TLDR: Can the shifted power method to loop before finding all possible eigenvalues of a matrix.
Example of what I mean:
Given the shifted power method uses a dominant eigenvalue solver and $\lambda_j$ is the dominant eigenvalue of $A$, it means that for the first shift we find the dominant eigenvalue of $A-\lambda_j\ I$ (assigned $\mu_j$).

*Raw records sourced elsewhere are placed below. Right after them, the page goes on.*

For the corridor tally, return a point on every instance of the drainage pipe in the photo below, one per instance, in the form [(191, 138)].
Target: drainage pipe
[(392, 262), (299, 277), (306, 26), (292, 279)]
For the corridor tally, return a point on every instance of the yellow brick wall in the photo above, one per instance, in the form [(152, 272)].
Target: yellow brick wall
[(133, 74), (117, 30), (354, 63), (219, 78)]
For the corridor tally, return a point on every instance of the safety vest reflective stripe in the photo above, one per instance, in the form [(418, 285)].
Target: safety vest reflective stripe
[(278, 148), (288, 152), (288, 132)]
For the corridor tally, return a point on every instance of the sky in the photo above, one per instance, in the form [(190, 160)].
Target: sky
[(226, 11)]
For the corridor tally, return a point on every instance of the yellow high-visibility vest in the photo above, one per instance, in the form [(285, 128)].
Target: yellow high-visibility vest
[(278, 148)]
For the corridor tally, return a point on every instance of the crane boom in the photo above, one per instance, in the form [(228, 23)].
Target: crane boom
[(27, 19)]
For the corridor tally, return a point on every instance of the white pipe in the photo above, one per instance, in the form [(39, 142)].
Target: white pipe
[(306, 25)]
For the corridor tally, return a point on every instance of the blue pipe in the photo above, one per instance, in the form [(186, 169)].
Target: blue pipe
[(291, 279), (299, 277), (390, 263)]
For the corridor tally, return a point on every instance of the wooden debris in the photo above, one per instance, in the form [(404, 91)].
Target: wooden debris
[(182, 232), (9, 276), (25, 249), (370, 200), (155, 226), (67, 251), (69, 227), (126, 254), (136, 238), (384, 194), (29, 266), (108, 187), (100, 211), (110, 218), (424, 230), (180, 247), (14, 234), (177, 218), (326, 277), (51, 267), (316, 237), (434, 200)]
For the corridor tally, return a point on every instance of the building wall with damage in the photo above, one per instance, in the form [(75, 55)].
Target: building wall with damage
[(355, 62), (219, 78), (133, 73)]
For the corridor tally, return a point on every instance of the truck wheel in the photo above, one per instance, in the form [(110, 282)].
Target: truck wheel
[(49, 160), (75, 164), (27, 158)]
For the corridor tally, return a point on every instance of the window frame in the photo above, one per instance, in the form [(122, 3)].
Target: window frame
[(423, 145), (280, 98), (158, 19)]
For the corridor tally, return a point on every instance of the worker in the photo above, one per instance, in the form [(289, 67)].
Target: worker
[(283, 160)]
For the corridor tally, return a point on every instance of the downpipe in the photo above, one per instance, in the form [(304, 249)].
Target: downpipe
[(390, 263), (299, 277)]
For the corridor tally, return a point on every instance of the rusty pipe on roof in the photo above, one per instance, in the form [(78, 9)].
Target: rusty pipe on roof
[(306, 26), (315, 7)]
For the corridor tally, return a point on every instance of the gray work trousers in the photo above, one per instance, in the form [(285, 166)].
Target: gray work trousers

Now we know from earlier that for all eigenvalues of $A$ (assigned $\lambda_i$) then $\lambda_i-\lambda_j$ is an eigenvalue of $A-\lambda_j\ I$. Thus, we know that $\mu_j$ as the dominant eigenvector (greatest magnitude) must maximise the magnitude output of,
$$\lambda_i-\lambda_j=\mu_j$$
Example, application of method to a matrix $A$ with eigenvalues:
$$\{3,2,-1\}$$
Applying dominant eigenvector solver to $A$ we find $\lambda_j=3$,
Apply shifted power method:
$$2-(3)=-1$$
$$-1-(3)=-4$$
Therefore $\mu_i=-4$ as it has a greater magnitude, thus we find $\lambda_j=-1$
Apply shifted power method:
$$2-(-1)=3$$
$$3-(-1)=4$$
Therefore $\mu_i=4$ as it has a greater magnitude, thus we find $\lambda_j=3$
Apply shifted power method:
$$2-(3)=-1$$
$$-1-(3)=-4$$
Therefore $\mu_i=-4$ as it has a greater magnitude, thus we find $\lambda_j=-1$
Thus, the cycle repeats and we never discover the last eigenvalue $2$.
Does this mean that the shifted power method is not guaranteed to find all the eigenvalues?
Best Answer
Turns out the question contains a reasonable counter-example to the suggestion that the power shifting method alongside a power scaling solver will guarantee that all the eigenvalues of a matrix are obtained.